Este sábado último, los vecinos de la localidad bonaerense de Tigre se horrorizaron con la noticia de la muerte de una mujer de 30 años, a quien efectivos policiales la hallaron colgada de un alambrado. Estaba semidesnuda: sólo vestía una remera y zapatillas.

A los pocos metros del cuerpo, los uniformados encontraron un pantalón y la ropa interior de la víctima a quien poco después identificaron como María Florencia Santa Cruz, hija de un comisario inspector retirado. Tenía problemas psiquiátricos y sufría de adicciones.

Horas después del macabro hallazgo, los investigadores detuvieron a un sospechoso de nombre Santiago Ezequiel Hernández quien fue visto en las cámaras de seguridad de la zona, acompañando a la mujer. De regreso a su casa, lo hizo solo y despachando algunos elementos de la mujer en el camino.

La víctima y el sospechoso caminando a la zona donde fue hallado el cuerpo horas después

Este miércoles se conocieron los resultados de la autopsia al cuerpo de la víctima y arrojó detalles escalofriantes.

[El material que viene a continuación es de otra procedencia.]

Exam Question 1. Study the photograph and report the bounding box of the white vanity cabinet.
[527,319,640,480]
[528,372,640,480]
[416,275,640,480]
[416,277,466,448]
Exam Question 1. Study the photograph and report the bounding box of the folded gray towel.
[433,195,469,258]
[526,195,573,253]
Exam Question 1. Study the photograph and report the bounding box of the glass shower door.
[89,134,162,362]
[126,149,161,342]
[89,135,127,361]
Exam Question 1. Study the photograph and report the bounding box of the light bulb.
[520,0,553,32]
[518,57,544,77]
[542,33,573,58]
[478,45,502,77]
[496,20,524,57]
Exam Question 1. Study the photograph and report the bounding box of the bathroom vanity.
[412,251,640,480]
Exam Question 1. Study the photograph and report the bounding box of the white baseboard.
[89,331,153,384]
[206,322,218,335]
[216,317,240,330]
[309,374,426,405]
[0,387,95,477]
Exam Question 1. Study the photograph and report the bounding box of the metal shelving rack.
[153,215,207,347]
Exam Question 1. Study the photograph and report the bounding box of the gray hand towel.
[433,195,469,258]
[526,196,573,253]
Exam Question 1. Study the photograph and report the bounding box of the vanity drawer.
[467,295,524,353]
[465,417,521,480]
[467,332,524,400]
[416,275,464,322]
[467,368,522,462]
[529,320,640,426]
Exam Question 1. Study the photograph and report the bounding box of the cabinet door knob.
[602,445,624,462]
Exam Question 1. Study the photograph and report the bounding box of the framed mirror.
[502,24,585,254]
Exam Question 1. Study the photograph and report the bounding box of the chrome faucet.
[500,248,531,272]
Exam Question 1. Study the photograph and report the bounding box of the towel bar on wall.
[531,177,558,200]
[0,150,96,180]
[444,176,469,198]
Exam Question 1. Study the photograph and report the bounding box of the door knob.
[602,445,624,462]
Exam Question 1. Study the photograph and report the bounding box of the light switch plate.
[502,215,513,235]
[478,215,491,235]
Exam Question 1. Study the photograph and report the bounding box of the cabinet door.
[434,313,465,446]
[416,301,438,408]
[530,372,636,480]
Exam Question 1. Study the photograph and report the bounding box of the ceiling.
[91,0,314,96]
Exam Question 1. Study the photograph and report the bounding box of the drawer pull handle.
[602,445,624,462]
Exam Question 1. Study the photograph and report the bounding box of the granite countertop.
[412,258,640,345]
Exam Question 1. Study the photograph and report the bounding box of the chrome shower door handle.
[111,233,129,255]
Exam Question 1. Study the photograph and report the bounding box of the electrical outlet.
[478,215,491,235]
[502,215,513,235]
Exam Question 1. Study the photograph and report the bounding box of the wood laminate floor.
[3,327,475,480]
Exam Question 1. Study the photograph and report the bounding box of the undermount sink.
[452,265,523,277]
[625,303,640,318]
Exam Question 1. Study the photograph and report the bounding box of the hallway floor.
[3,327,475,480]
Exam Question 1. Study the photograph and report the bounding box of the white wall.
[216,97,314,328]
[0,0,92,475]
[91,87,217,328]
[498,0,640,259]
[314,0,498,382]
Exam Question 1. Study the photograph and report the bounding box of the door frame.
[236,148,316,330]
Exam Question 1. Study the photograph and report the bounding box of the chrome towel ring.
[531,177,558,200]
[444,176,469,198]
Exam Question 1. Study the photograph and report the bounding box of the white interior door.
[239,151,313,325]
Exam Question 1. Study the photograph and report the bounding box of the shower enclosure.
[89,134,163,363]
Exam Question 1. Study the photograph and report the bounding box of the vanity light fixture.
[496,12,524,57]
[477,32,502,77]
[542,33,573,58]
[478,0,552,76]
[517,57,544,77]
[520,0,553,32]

Según los peritos, Santa Cruz presentaba lesiones compatibles con abuso sexual anal y asfixia mecánica provocada por un tercero, descartando de esta manera, un posible suicidio.

“La estrangularon en forma manual, la sofocaron tapándole boca y nariz y la ahorcaron con la campera de tela de avión de la propia víctima que quedó atada al cuello”, explicó una fuente judicial.

Santiago Ezequiel Hernández, principal sospechoso del femicidio

En tanto, Hernández que también sufre de adicciones y no posee trabajo, será indagado este jueves y podría ser acusado de los delitos de “abuso sexual seguido de muerte” y “femicidio, ambos con penas de prisión perpetua.